If you're not prepared to have your long-standing views regarding international politics and war in the Balkans challenged, then this film both IS and IS NOT for you.
You NEED to see this, but you might not like what you hear, which is ironically, exactly why you must see it.
I say this because 'The Weight of Chains' refuses to tow the line, oft laid-out by too many international media organisations and political bodies and disseminated to a generally ill-informed populus that is all too prepared to gobble-up what is served to them. Right off the bat, this means that many will immediately jump at the opportunity to label it as 'biased' and 'unbalanced', when in actual fact this could not be further from the truth.

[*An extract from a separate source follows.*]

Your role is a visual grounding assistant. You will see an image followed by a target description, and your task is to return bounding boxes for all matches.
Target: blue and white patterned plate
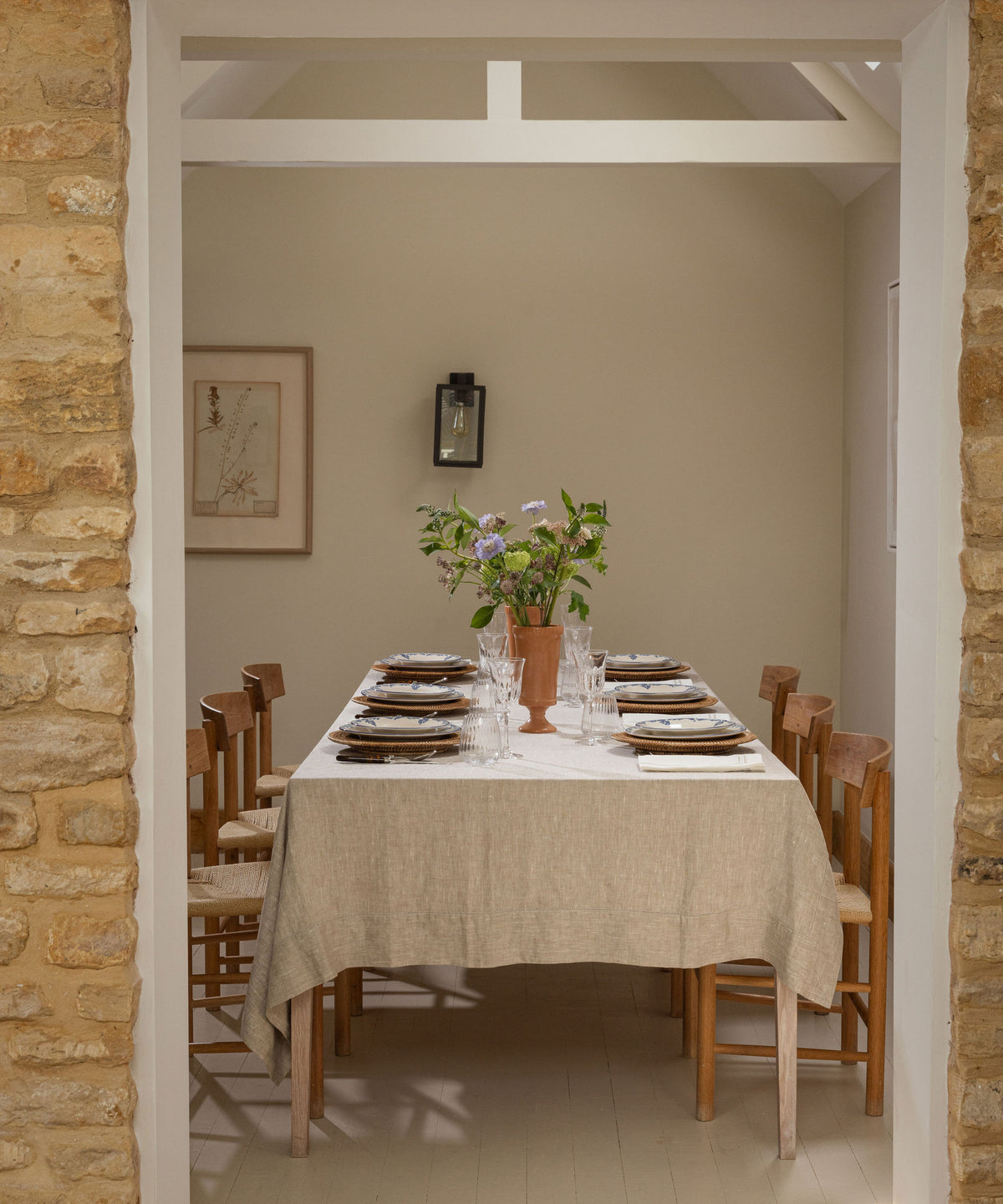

The analysis of the internal and external political, social and economic factors that led to the break-up of Yugoslavia and the ongoing instability in the Balkans are well-explained within the film. It's a vivid depiction of the brutality of the conflicts that ravaged Yugoslavia in the 90s and continue today. As a viewer who resides in Australia and felt quite well-informed on the issue prior to watching the film, I was blown-away by it's quality and depth.
No conflict is black and white, there are always crimes on both sides in any war. The film neither denies that, nor celebrates it. The nature of war is that both sides fight and inevitably kill one another. Viewers will no doubt appreciate that 'The Weight of Chains' is not afraid to 'tell it as it is' and in doing so, challenge it's viewers' own biases and prejudices. It uses this as a platform to look at why events took place and what could have been done to prevent them, rather than simply who was to blame for them.
The film's wide-ranging and heavy use of evidence, research, first-hand accounts and interviews really defies any claims of propaganda or bias. Look at it as a cold case file that has been re-opened after several years - in light of new evidence and information, the account of what took place is clearer but also quite different to what was purported earlier. That's often tough for audiences and people in general to accept. In this sense, the film's approach outlines quite reasonably that Serbs have been unjustifiably demonised and that there is reason to question and investigate NATO, UN, US and EU actions not only in the former Yugoslavia, but all over the world. Surely most would agree, not unreasonable claims at all, especially when they're backed-up as well as they are.
Overall, this is a stellar look at a very complex issue by a film and director that seek to inform, rather than influence. Sadly, too few people are willing to let the truth get in the way of a good story. Fortunately, 'The Weight of Chains' provides both.